As a game it may be fun, but as a set of benchmarks they're worthless. Some compilers have been optimized to score well on those benchmarks, and some haven't. Change the problem set to something different and you may get a completely different set of rankings.
The rules of the CLBG requires that your entry must follow the idiom of the original problem exactly, without being adapted for how another language may actually work. This means that languages which favour approaching problems in a different way are inherently disadvantaged.
Many benchmarks that you find on the Internet are actually samples which were written specifically to show off features of a specific compiler. If you've just written a cool new feature into your compiler, then you need a benchmark which shows it off at its best. That has little relevance to anything which isn't very similar to that benchmark however.
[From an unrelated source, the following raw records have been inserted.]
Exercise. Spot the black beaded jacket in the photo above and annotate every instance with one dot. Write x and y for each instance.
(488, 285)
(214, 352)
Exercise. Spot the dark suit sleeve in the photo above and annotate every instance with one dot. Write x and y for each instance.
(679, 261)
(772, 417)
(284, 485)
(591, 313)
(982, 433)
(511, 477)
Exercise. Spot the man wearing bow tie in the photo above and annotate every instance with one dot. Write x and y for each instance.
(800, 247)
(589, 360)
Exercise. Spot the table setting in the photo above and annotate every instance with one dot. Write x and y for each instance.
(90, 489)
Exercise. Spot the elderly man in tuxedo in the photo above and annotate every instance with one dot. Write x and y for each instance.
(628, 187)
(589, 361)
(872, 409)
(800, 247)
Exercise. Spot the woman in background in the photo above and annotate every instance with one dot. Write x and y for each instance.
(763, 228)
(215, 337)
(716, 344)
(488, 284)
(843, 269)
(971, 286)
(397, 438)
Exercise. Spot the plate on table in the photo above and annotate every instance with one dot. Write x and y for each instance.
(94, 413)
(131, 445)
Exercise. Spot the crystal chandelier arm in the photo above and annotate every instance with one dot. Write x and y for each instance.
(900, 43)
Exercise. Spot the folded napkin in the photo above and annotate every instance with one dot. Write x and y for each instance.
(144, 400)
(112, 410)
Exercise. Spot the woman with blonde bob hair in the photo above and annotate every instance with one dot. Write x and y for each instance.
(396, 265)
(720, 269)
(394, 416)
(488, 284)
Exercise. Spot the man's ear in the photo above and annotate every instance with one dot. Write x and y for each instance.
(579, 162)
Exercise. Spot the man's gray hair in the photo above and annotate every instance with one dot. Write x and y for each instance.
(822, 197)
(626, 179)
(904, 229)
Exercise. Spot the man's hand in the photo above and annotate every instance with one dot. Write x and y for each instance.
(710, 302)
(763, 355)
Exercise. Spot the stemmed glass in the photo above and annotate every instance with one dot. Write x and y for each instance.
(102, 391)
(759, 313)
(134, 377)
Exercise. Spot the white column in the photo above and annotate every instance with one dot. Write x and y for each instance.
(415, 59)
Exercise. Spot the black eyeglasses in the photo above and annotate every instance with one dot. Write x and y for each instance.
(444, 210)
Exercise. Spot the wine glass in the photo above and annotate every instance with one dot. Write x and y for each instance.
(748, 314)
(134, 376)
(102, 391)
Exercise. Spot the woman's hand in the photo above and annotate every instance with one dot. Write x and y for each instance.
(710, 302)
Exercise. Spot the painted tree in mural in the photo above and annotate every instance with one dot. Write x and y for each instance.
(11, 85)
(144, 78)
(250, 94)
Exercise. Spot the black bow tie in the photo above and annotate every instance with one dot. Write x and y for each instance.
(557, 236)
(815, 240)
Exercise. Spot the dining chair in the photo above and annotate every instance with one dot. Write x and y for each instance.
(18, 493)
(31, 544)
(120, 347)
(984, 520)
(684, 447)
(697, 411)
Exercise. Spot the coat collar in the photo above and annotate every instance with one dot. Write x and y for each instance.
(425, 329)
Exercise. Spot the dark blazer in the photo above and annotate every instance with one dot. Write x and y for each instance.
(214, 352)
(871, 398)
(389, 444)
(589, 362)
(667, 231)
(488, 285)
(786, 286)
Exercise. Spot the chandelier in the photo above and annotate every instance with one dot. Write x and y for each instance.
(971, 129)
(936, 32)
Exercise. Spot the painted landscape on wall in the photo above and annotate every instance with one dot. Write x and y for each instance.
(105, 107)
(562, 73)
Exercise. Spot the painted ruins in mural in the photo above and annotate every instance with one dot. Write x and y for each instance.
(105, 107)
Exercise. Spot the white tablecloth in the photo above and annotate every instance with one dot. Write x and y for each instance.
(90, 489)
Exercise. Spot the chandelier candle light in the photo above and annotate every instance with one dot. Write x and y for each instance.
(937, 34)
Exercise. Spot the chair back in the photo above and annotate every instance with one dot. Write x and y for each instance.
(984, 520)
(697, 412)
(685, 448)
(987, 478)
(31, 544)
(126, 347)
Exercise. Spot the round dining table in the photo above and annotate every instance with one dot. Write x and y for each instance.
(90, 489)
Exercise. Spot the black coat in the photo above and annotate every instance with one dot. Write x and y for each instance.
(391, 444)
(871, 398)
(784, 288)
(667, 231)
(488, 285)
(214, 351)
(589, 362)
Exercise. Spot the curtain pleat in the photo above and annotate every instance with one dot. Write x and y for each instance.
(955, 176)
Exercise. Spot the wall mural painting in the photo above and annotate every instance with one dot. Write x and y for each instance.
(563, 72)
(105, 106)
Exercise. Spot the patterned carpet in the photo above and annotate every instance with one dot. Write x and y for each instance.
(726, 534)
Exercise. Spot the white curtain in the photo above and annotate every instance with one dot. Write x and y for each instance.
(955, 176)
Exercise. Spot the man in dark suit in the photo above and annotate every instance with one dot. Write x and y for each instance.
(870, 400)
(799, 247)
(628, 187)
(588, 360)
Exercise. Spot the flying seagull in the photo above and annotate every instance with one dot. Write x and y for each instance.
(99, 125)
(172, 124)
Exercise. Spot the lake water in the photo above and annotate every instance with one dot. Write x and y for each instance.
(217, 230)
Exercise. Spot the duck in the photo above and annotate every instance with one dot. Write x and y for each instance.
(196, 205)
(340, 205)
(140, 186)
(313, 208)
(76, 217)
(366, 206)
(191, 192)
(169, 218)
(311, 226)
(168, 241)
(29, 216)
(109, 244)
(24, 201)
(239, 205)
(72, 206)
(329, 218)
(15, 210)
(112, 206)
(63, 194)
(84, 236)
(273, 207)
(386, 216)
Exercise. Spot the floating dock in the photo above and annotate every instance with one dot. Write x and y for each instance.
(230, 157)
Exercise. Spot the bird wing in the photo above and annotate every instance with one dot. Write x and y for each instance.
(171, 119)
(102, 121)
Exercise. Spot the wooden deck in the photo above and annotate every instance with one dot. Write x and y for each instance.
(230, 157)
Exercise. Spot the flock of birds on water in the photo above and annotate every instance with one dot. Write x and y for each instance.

These benchmarks represent a very specific problem domain, one that is probably best suited to C, or in some cases Fortran. If you have a problem like that, then write it in C or Fortran, that's what those languages are intended for. If you are writing a server application for a web site or a line of business application, then write it in a language which is suited for that.
There was a project at Google some years to write their own JIT compiler for Python, called Unladen Swallow. They used the CLBG benchmarks as their development benchmarks, and worked for months on the JIT compiler. When they were done they proudly announced how according to CLBG benchmarks their work was now 'x' times faster. The new JIT compiler was then rolled out to testing prior to deployment.
It was rapidly kicked back. The JIT compiled version was not 'x' times faster, it was 'y' times slower. By optimizing it for CLBG they ended up de-optimizing it for real world problems.
The big lesson learned from that was the need for more realistic benchmarks. These were created by using large chunks of actual applications as well as synthetic benchmarks, and this is the approach used by more successful Python JITs such as PyPy.
Unfortunately for people trying to compare languages, realistic benchmarks are not readily portable across languages, and nobody else is motivated enough to write ones which are.
The only realistic approach is to know several different programming languages and know which one is best suited to which application. Even better, learn how to use them together so that you can use C and python together in those situations where you need features from both.